I'm going to montana at the end of July and I am too excited to wait to fish dry flies for those trout! so that got me thinking, does anyone fish smallmouth using dry flies instead of poppers? I just want to go out and scratch the dry fly itch on some smallmouth!


----------



## SteelStreamer (Dec 2, 2015)

I use terrestrials like Chernobyl Ants. Anything that floats and is wiggly works good..


----------



## rickerd (Jul 16, 2008)

I use Dave's Hopper pattern in #4 or #2. Go big or go home with the bass. I also use a "Titanic Hopper" pattern same sizes. The smaller hopper patterns catch too many gills or smaller bass. The bigger fly and hook prevent the small fish from getting on in the first place. 

also, use a crayfish dropper and double your catch. Looking forward to your reports.
Rickerd


----------



## TheCream (Mar 19, 2009)

I like catching bass on top as much as anyone, but I honestly ditch the topwaters altogether more often than not. In specific situations or in specific locations, yes I'll throw a popper or slider for them, but I feel like I'm going to catch more fish subsurface most of the time. I feel like that smallie that eats your popper would eat a streamer, too. But, maybe a fish that would eat the streamer wouldn't necessarily commit to eating a surface fly in the same situation. That's my messed up logic, anyway.


----------



## goatfly (Jun 21, 2013)

The current Flyfisherman magazine has an article on top water smallmouth fishing. Good read.


----------



## dcfisherman (Jul 25, 2008)

I tried the hopper dropper setup with a white wooly bugger as the dropper (my crayfish patterns are too heavy) and a chubby Chernobyl as the hopper. of the few hits I had they were all on the dropper. I'm just starting to get into smallmouth fishing (I can't believe I haven't done this before...very addicting!) and im scouting out the rivers. im having my best luck in deep runs where I would normally catch steelhead. nothing really in deep frog water pools where I hear its good..odd. just ordered a bunch of near nuff crayfish we will see how it goes! my question is for you all, what is "prime" smallmouth water??? I know they like rocky areas but do they prefer decent current or no?


----------



## bassclef (Jul 25, 2013)

goatfly said:


> The current Flyfisherman magazine has an article on top water smallmouth fishing. Good read.

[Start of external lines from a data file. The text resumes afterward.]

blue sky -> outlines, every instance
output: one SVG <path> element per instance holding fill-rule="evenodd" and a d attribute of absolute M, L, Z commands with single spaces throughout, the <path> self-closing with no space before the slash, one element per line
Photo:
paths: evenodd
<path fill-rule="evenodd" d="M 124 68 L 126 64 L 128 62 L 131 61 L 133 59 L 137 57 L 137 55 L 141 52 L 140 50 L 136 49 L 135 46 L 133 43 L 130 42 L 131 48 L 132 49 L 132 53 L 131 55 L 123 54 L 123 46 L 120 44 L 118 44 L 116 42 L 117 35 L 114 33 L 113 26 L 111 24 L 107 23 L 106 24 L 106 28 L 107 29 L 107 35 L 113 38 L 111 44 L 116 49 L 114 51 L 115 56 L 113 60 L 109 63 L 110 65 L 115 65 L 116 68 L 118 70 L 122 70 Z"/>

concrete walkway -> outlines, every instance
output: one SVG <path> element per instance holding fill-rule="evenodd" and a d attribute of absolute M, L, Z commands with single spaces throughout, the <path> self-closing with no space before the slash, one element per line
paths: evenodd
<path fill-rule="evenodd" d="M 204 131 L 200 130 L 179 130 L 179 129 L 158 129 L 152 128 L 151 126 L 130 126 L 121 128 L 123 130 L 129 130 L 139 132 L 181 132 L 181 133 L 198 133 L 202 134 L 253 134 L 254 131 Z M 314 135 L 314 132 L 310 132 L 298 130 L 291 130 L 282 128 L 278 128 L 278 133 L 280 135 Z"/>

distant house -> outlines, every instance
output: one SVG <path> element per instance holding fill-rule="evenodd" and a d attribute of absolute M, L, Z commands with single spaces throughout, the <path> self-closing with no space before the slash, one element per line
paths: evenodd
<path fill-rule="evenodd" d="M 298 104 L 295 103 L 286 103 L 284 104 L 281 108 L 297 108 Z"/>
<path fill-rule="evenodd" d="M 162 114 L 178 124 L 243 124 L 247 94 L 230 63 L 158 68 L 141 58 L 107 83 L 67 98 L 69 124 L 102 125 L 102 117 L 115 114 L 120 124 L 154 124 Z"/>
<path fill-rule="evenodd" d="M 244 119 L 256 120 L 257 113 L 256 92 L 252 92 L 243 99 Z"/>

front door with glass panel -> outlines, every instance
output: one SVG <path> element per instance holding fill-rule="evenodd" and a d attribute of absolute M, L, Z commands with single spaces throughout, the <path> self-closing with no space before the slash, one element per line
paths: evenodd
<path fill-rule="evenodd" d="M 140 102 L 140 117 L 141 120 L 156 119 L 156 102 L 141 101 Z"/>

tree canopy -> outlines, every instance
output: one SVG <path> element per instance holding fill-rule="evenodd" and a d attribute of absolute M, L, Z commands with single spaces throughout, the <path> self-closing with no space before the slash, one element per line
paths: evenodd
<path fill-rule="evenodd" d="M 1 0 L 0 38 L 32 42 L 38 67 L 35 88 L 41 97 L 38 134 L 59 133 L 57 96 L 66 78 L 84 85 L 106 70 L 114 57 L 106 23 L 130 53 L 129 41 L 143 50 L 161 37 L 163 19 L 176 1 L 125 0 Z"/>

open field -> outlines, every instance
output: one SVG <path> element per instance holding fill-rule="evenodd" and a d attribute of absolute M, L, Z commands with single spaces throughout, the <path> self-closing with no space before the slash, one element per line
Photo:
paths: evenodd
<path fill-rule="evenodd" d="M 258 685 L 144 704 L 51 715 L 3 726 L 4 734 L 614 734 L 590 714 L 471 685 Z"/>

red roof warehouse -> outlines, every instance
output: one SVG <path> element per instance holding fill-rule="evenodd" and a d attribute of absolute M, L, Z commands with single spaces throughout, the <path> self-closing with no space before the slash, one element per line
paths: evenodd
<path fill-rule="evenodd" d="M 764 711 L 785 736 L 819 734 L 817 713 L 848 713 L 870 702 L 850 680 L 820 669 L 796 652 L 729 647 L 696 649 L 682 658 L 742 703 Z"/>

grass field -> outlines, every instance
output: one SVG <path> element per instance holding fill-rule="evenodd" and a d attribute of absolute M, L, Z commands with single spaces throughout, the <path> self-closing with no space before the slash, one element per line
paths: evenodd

Yeah, I read that and it's an excerpt from this book which is absolutely fantastic:


----------



## ejsell (May 3, 2012)

I do sometimes just to mix it up or if there are a lot of weeds to get hung up on. 

Sent from my SM-G965U using Tapatalk


----------



## Yakphisher (Jul 9, 2013)

I use Cream/badger/White Wulffs #6/8, Whites especially. Any Stimi's will wreck smallies also. Large Dragon fly patterns do well also but really not as much as the others. Best overall topwaters is Sneaky Petes!


----------



## Tom 513 (Nov 26, 2012)

dcfisherman said:


> I tried the hopper dropper setup with a white wooly bugger as the dropper (my crayfish patterns are too heavy) and a chubby Chernobyl as the hopper. of the few hits I had they were all on the dropper. I'm just starting to get into smallmouth fishing (I can't believe I haven't done this before...very addicting!) and im scouting out the rivers. im having my best luck in deep runs where I would normally catch steelhead. nothing really in deep frog water pools where I hear its good..odd. just ordered a bunch of near nuff crayfish we will see how it goes! my question is for you all, what is "prime" smallmouth water??? I know they like rocky areas but do they prefer decent current or no?


A stream with mixed size aggregates is best for smallies, 85% of the time I fish current seams, riffles early in the day and tail out in to pools can yield big fish, as osg says the biggest smallies are in the best spots.

Sent from my SM-J727V using Tapatalk


----------



## smath (Nov 20, 2013)

Tie up some big san juan worms or squirmy worms. Can't beat a worm for bass.


----------